メタプラットフォームズも3.23ドル(0.60%/約471円)下落し531.93ドル(約7万7600円)で取引を終えた。
パンデミック時期の「コロナ株」復活
コロナ禍にブームを迎え、日常生活に復帰する中で苦戦を強いられたいわゆる「コロナ株」の2大株、ペロトンとズームビデオは揃って急騰した。
それぞれ驚きの四半期実績を発表し、実績予想を上方修正したことが株価急騰の引き金となった。ターンアラウンド(事業再生)期待の中で株価が大幅に上昇した。
インターネットと接続されたコネクテッド室内運動機器メーカーのペロトン・インタラクティブは1.19ドル(35.42%/約174円)急騰し4.55ドル(約664円)となった。

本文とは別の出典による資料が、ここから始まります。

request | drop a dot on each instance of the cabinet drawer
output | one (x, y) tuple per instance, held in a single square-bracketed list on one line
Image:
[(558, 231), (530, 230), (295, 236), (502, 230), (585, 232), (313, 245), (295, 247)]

ビデオ会議プラットフォーム会社のズーム・ビデオ・コミュニケーションズは7.81ドル(12.97%/約1140円)急騰し68.04ドル(約9930円)で取引を終えた。
国際原油価格、5日ぶりに上昇
国際原油価格は取引日基準で5日ぶりに上昇に転じた。
パウエル議長が23日のジャクソンホール会議で米金利引き下げを予告すれば、石油需要が増加するとの期待感が作用した。

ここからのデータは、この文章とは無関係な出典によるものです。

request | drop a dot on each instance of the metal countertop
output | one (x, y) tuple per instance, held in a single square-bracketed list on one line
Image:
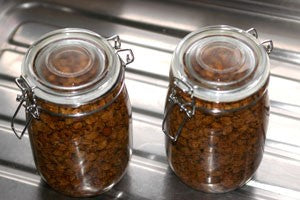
[(152, 29)]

国際原油の基準であるブレント原油は前日比1バレルあたり1.17ドル(1.54%/約170円)上昇し、77.22ドル(約1万1270円)となった。
米国原油の基準であるウエスト・テキサス・インターミディエイト(WTI)も1バレルあたり1.08ドル(1.50%/約158円)上昇し73.01ドル(約1万655円)で取引を終えた。